Democratic presidential candidate Joe Biden, a man not unaccustomed to allegations of plagiarism, is now being accused of copying the words of former New Democratic Party leader Jack Layton.

At a speech at the Democratic National Convention on Thursday, Biden’s final address included the lines, “For love is more powerful than hate. Hope is more powerful than fear. And light is more powerful than dark.”

Social media was quick to point out that the words were eerily similar to ones found in a letter Layton wrote before he died in 2011.

“My friends, love is better than anger,” said Layton in his letter. “Hope is better than fear. Optimism is better than despair.”

Biden’s remarks were made two days before the ninth anniversary of Layton’s death.

Sophia Banks, a plant-based chef, tweeted that she was disappointed Biden copied Layton’s comments.

“Jack Layton is trending,” tweeted Banks. “One of Canada’s most beloved politicians. As Biden butchers his dying words left to us.”

· 'An ally of the light, not the darkness': Biden contrasts himself with Trump as he accepts Democratic nomination
· 'Change the world': Layton says in final letter

Sandy Hudson, an activist with Black Lives Matter, tweeted Biden’s speech reminded her of Layton.

“So very very Jack Layton,” tweeted Hudson.

However, the sentiments Layton made also channel lines from a speech former prime minister Wilfrid Laurier gave in 1916.

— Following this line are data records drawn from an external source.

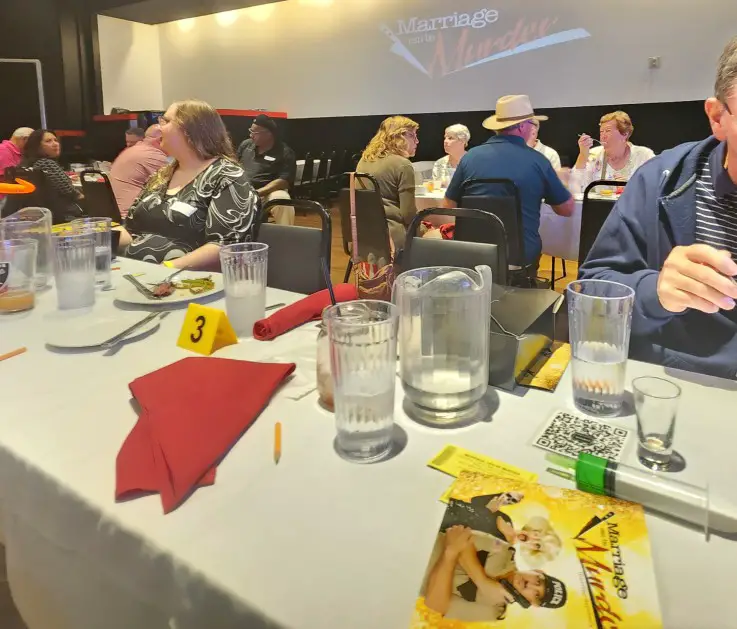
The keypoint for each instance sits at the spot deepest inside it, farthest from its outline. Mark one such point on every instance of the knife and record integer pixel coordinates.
(141, 288)
(128, 331)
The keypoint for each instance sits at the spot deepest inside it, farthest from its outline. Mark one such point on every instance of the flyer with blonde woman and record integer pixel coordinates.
(523, 556)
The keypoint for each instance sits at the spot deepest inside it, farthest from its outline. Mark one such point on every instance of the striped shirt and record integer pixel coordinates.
(716, 204)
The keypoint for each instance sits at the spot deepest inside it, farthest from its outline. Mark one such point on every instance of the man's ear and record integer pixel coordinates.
(715, 112)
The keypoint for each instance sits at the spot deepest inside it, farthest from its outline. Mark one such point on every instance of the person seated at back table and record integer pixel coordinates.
(507, 156)
(455, 143)
(534, 142)
(270, 166)
(616, 159)
(135, 166)
(196, 204)
(386, 158)
(671, 237)
(41, 152)
(133, 136)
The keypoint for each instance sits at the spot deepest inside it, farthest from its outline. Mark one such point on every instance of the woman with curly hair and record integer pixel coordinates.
(196, 204)
(386, 158)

“Let me tell you that for the solution of these problems you have a safe guide, an unfailing light if you remember that faith is better than doubt and love is better than hate,” said Laurier.

Laurier’s speech was meant to promote unity among Canadians during World War I and build connections between English and French-Canadians.

Biden has been accused of plagiarism in the past. Most famously, he plagiarized a speech in 1987 from former British Labour Party leader Neil Kinnock.

Kinnock’s speech said, “Why am I the first Kinnock in a thousand generations to be able to get to university? Why is Glenys (his wife) the first woman in her family in a thousand generations to be able to get to university? Was it because all our predecessors were thick?”

Biden’s speech said, “I started thinking as I was coming over here, why is it that Joe Biden is the first in his family ever to go to a university? Why is it that my wife who is sitting out there in the audience is the first in her family to ever go to college? Is it because our fathers and mothers were not bright?”

The incident is believed to have harmed Biden’s chance at becoming the Democratic nominee for president in 1988.

In the past Biden has called himself a gaffe machine. He said in 2007 that then-Illinois Senator Barack Obama was “the first mainstream African-American who is articulate and bright and clean and a nice-looking guy.”

He also had to revise a comment he made in 2007 when he said he was shot at in the Green Zone during a trip to Iraq.

His 2020 presidential campaign has already been filled with missteps. He confused New Hampshire with Vermont during a campaign stop in 2019. He said in February that he was a Democratic candidate for the U.S. Senate when he was running for president.